Two endpoints of cellular toxicity, namely mitochondrial activity via the MTT assay and IL-8 cytokine release (a pro-inflammatory marker), were assessed in THP-1 cells for all ENM dispersions in RPMI+10% FBS at 24h exposure at doses ranging from 1μg/mL to 50μg/mL ENM. We emphasize that the main purpose of cytotoxic evaluations here was to investigate the effect of ENM dose deposition kinetics on these representative cellular responses and assess the magnitude of impact dosimetry has in the relative comparison of these materials. In-depth analysis of a comprehensive set of cytotoxicity endpoints (such as mRNA expression of several genes, intracellular oxidative stress, and multiple cytokine/chemokine production) at different time points will be subject of subsequent manuscripts. Figure 6 (black symbols and fitted lines) shows the cell viability results for all ENMs dispersed in RPMI+10% FBS for 24h incubation as a function of administered (black) and delivered (red) dose. Cell viability decreased linearly with the administered mass dose but at different slopes. SWCHN-ox, Ni-Inco, MnOx PALAS and nAg showed higher cellular death rates per unit mass, causing ~ 55–60% cell death at the highest dose of 50μg/mL. TiO₂-P25 and CeO₂ did not induce significant cell death, whereas N110 and Printex-90 induced 30% cell death at 50μg/mL. For carbon based materials, notable differences were observed in the slopes of delivered doses compared to the administered doses. SWCNH-ox and N110 were seen to have a deposited dose approximately 20% of the administered dose (~5x steeper slope for delivered dose), whereas for Printex-90 it was 34% (slope ratios of ~3x). For metal and metal oxide ENMs, the deposited fractions were much higher than for carbonaceous ENM, ranging from 44.6% for Ni-Inco to 98.4% for TiO₂-P25, resulting in smaller differences between the administered and delivered dose slopes.

Figure 6.

MTT cell viability assay toxicity results as a function of administered and deposited dose for all ENMs dispersed in RPMI+10% FBS at 24h. Fitted lines for most ENM had an R² of 0.9 or better; for N110 (R² =0.8), and CeO₂ and TiO2 (R² ~0.65). The delivered dose estimates were derived from the VCM-ISDD model calculations with effective density measurements (Hinderliter et al 2010; Cohen et al 2014) reported in table 3. Reproduced in parts with permission from Pal et al. ACS Nano, 2014, 8 (9), pp 9003–9015.

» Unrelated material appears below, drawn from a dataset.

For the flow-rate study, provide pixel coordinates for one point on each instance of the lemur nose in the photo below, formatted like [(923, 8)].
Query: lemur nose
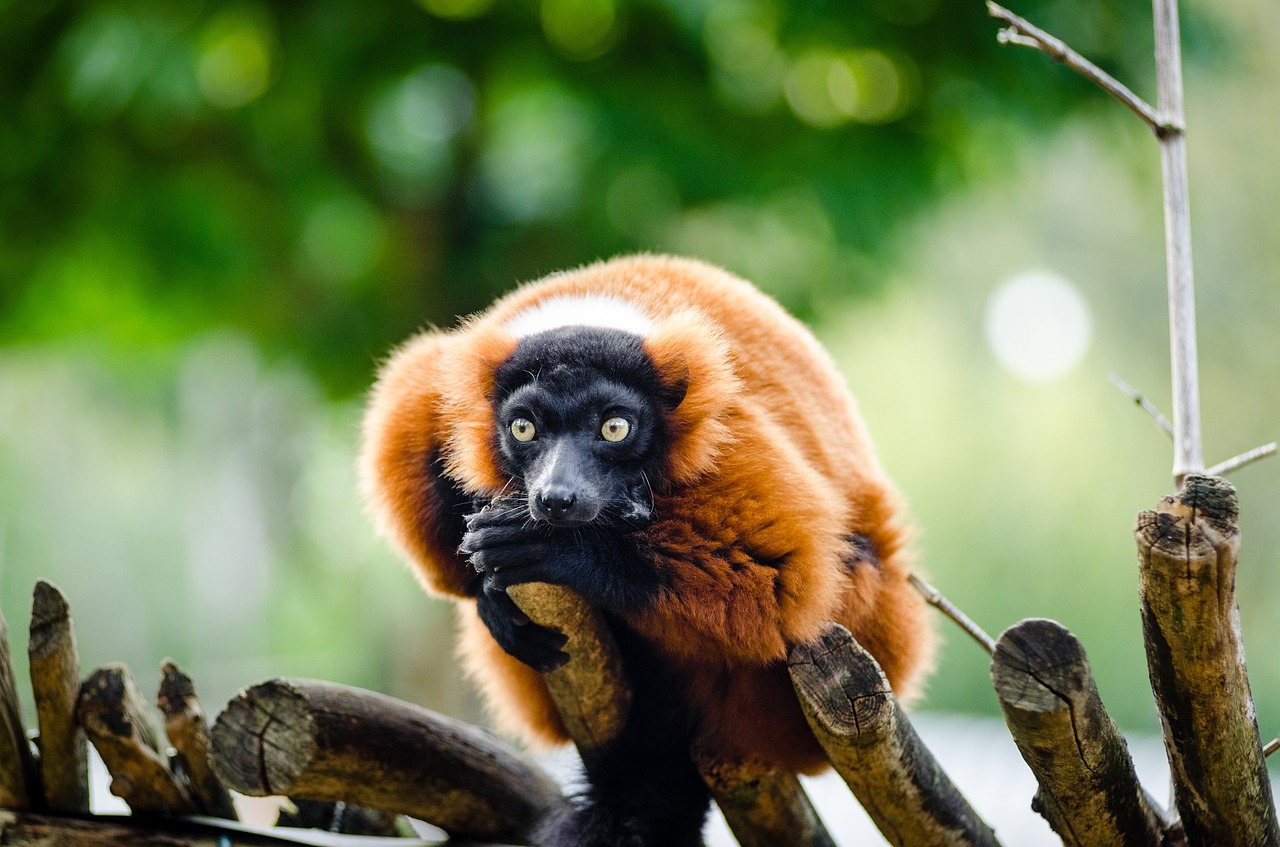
[(556, 503)]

These differences, under normal circumstances, without dosimetry corrections, would go unnoticed and can affect the final toxicity analysis and relative ranking order. The Inhibitory concentration (IC25) values, i.e. mass dose at which 75% cells will be live, were derived from the fitted linear regression lines on the dose-response curves. Table 5 summarizes the slopes for cell viability plots as well as IC25 values for all ENMs based on administered and deposited doses. ENMs like SWCNH-ox with low deposited dose rates and low cell viability had a very steep negative slope and consequentially much smaller IC25 values (0.58 μg), as compared to ENMs like TiO₂ P25 and CeO₂, with high deposition rates and higher cell viability and IC25 greater than 10μg.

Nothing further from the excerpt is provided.